Appeal from the order dated October 7, 1985, dismissed, without costs or disbursements. No appeal lies from an order denying reargument (see, e.g., Fahey v County of Nassau, 111 A.D.2d 214; Amity Plumbing Heating Supply Corp. v Zito Plumbing Heating Corp., 110 A.D.2d 863).
Order dated May 31, 1985, reversed insofar as appealed from, without costs or disbursements, and that branch of the third-party defendants' motion which was to dismiss the third-party complaint denied.

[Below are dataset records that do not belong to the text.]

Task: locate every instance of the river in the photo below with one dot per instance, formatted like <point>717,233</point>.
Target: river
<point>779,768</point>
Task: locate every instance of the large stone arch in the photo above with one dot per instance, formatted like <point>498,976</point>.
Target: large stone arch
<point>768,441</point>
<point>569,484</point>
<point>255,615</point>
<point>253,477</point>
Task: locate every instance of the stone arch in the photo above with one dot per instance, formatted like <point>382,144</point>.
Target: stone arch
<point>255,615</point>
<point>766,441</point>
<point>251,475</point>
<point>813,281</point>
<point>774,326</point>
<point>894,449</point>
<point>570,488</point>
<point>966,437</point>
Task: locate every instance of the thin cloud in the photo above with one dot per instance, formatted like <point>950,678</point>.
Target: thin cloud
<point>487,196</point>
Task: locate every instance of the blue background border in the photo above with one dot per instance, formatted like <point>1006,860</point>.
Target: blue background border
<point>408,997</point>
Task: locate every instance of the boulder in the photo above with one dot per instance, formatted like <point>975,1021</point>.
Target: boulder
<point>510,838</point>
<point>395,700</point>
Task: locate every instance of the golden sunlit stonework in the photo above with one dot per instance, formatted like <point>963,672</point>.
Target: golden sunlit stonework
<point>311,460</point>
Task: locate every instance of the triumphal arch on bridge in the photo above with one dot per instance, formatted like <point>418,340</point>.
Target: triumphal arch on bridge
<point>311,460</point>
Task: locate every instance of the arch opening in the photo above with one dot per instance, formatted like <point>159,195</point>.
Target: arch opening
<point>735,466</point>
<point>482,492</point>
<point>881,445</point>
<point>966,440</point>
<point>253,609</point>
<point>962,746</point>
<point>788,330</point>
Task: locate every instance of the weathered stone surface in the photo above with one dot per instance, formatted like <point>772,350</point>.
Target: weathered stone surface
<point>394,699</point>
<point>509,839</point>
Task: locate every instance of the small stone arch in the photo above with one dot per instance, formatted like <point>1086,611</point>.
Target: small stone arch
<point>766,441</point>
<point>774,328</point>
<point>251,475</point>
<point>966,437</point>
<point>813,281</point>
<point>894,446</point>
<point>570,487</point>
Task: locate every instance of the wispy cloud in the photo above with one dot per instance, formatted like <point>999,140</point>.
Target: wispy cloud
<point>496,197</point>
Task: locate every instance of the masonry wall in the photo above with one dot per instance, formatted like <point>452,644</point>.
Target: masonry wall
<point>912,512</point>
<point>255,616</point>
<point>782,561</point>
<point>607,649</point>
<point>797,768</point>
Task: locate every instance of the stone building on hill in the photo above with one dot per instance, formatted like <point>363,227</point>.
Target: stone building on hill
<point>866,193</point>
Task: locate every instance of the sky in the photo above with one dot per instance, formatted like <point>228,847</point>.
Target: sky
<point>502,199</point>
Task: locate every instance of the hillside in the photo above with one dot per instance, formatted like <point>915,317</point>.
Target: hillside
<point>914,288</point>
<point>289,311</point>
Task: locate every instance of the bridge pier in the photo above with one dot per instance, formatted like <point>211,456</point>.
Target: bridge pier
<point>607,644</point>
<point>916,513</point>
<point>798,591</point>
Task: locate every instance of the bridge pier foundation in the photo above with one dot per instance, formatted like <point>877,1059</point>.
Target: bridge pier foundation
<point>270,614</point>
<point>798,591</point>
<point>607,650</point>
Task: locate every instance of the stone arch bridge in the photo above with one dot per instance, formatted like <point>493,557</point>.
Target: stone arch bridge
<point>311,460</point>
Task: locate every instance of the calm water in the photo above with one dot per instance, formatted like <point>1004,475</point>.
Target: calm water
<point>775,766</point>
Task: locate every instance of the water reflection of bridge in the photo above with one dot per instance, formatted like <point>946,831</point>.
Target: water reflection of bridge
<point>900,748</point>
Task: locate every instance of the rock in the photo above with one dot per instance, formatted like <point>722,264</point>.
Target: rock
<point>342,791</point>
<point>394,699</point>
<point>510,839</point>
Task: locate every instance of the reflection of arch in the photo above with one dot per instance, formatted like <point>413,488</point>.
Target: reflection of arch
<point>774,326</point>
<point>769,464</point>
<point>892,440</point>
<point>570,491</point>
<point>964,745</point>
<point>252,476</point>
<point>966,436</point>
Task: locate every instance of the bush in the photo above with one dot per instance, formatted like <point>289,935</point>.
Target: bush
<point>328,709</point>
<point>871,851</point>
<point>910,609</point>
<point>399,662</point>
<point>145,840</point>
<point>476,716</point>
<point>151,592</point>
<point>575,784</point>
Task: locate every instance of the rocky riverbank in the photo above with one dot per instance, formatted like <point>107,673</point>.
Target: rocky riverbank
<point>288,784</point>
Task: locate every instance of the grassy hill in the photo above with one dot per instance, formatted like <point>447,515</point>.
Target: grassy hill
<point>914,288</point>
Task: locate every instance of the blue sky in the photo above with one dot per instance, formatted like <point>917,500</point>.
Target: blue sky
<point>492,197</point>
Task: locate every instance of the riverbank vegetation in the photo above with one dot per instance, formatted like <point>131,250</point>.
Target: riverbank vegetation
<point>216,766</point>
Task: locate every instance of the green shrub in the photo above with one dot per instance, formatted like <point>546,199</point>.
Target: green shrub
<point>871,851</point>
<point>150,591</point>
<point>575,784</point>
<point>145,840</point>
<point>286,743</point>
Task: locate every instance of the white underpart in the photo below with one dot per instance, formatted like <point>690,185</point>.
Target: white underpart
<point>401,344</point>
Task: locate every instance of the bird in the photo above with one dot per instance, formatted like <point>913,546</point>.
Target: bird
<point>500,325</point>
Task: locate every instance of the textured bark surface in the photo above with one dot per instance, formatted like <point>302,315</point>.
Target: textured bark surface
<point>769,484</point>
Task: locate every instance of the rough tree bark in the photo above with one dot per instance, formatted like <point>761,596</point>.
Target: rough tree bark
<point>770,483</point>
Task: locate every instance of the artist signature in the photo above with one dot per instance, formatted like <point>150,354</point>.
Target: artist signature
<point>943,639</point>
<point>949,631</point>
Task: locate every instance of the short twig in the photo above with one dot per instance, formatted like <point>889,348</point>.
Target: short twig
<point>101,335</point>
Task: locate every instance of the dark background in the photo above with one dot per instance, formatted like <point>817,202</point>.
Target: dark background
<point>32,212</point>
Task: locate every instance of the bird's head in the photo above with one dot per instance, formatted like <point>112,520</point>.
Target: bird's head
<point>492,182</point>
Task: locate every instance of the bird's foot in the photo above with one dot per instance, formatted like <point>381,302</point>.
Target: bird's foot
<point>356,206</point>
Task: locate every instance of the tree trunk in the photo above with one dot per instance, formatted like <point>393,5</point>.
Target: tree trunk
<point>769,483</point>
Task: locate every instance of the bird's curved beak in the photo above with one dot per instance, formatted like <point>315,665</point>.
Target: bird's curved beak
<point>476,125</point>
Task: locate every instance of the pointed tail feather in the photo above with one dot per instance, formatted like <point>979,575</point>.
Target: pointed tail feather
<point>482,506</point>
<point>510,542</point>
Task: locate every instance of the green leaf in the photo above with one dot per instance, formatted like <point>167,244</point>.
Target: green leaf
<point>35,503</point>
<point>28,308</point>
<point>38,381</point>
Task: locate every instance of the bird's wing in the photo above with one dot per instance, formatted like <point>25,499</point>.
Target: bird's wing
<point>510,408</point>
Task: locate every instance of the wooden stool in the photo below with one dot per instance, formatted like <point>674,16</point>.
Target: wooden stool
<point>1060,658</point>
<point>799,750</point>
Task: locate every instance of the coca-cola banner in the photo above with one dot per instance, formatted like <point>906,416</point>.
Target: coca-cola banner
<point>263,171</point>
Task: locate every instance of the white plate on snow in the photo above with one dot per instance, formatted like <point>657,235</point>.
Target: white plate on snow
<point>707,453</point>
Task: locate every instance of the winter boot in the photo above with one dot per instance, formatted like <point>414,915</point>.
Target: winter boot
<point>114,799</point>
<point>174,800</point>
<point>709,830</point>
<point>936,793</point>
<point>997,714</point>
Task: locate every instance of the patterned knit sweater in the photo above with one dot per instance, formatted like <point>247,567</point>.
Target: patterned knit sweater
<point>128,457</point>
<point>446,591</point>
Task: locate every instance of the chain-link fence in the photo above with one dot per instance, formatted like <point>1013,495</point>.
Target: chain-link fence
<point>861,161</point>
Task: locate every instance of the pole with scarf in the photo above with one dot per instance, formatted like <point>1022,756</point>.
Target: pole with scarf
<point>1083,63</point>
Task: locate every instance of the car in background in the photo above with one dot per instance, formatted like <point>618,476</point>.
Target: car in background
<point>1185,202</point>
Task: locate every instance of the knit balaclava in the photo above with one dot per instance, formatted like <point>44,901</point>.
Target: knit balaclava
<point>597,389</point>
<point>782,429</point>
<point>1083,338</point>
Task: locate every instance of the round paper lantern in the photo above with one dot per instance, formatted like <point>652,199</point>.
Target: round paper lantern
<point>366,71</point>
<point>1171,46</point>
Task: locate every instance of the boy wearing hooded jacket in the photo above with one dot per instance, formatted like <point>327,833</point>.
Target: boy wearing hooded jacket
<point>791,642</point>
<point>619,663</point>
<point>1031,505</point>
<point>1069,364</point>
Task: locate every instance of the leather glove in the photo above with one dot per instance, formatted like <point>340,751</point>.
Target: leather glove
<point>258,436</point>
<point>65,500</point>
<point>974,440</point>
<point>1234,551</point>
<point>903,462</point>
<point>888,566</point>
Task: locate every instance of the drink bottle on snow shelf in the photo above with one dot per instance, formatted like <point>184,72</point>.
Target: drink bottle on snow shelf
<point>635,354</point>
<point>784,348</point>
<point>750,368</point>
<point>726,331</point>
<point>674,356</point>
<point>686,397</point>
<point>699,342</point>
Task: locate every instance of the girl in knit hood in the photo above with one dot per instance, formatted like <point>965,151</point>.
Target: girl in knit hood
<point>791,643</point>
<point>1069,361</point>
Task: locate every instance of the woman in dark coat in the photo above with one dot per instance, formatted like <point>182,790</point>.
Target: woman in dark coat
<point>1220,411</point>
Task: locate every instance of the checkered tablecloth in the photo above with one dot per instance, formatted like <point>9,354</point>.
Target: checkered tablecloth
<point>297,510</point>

The third-party defendants concede that Special Term erred in finding that no claim for contribution could be asserted against them because they were successive and independent tort-feasors (see, Schauer v Joyce, 54 N.Y.2d 1, 5). Special Term's reliance upon Bergan v Home for Incurables ( 75 A.D.2d 762) and Zillman v Meadowbrook Hosp. Co. ( 45 A.D.2d 267) is misplaced. Those cases stand for the proposition that a successive tort-feasor may not seek apportionment of damages from a prior tort-feasor because successive tort-feasors are only responsible for the aggravation of the original injury caused by their conduct. At bar, the appellant, as the first tort-feasor, is liable for the entire injury, and there is ample basis upon the pleadings for holding that the alleged tortious conduct of both the appellant and the third-party defendants was responsible for the plaintiff's injury (see, Helmrich v Lilly Co., 89 A.D.2d 441; Wiseman v 374 Realty Corp., 54 A.D.2d 119).
We further find that the third-party complaint satisfies the basic pleading requirements of CPLR 3013 (see, Grcic v Peninsula Hosp. Center, 110 A.D.2d 625; Torres v Southside Hosp., 84 A.D.2d 836). Mollen, P.J., Lazer, Thompson and Kunzeman, JJ., concur.